使用正则表达式从html标记中提取文本

Question

My HTML text looks like this..I want to extract only PLAIN TEXT from HTML text using REGEX in python (NOT USING HTML PARSERS) 我的HTML文本如下所示。我只想在python中使用REGEX从HTML文本中提取纯文本（不使用HTML注释）

&lt;p style=&quot;text-align: justify;&quot;&gt;&lt;span style=&quot;font-size: small; font-family: lato, arial, h elvetica, sans-serif;&quot;&gt;
Irrespective of the kind of small business you own, using traditional sales and marketing tactics can prove to be expensive.
&lt;/span&gt;&lt;/p&gt;

How to find exact regex to get the plain text? 如何找到确切的正则表达式以获取纯文本？

Answer 1

You can do this with Javascript with a simple selector method and then retrieving the .innerHTML property. 您可以使用Java使用简单的选择器方法来执行此操作，然后检索.innerHTML属性。

//select the class for which you want to pull the HTML from
let div = document.getElementsByClassName('text-div');
//select the first element of NodeList returned from selector method and get the inner HTML 
let text = div[0].innerHTML;

This will select the element whose HTML you want to retrieve and then it will pull the inner HTML text, assuming you only want what is between the HTML tags and not the tags themselves. 这将选择要检索其HTML的元素，然后将提取内部HTML文本，假设您只想要HTML标记之间的内容，而不是标记本身。

Regex is not necessary for this. 正则表达式不是必需的。 You'd have to implement the Regex with JS or some back-end and as long as you can insert a JS script into your project, then you can get the inner HTML. 您必须使用JS或某些后端来实现Regex，只要您可以在项目中插入JS脚本，就可以获取内部HTML。
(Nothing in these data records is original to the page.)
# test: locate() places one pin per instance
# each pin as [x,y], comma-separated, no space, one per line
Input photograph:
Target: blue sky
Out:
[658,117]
If you're scraping data, your library in whatever language will most likely have selector methods and ways to easily retrieve the HTML text without the need for Regex. 如果您要抓取数据，则无论使用哪种语言，您的库都极有可能使用选择器方法和方法来轻松检索HTML文本，而无需使用正则表达式。

Answer 2

You might be better of using a parser here: 您最好在这里使用解析器：

import html, xml.etree.ElementTree as ET

# decode
string = """&lt;p style=&quot;text-align: justify;&quot;&gt;&lt;span style=&quot;font-size: small; font-family: lato, arial, h elvetica, sans-serif;&quot;&gt;
Irrespective of the kind of small business you own, using traditional sales and marketing tactics can prove to be expensive.
&lt;/span&gt;&lt;/p&gt;"""

# construct the dom
root = ET.fromstring(html.unescape(string))

# search it
for p in root.findall("*"):
    print(p.text)

This yields 这产生

Irrespective of the kind of small business you own, using traditional sales and marketing tactics can prove to be expensive.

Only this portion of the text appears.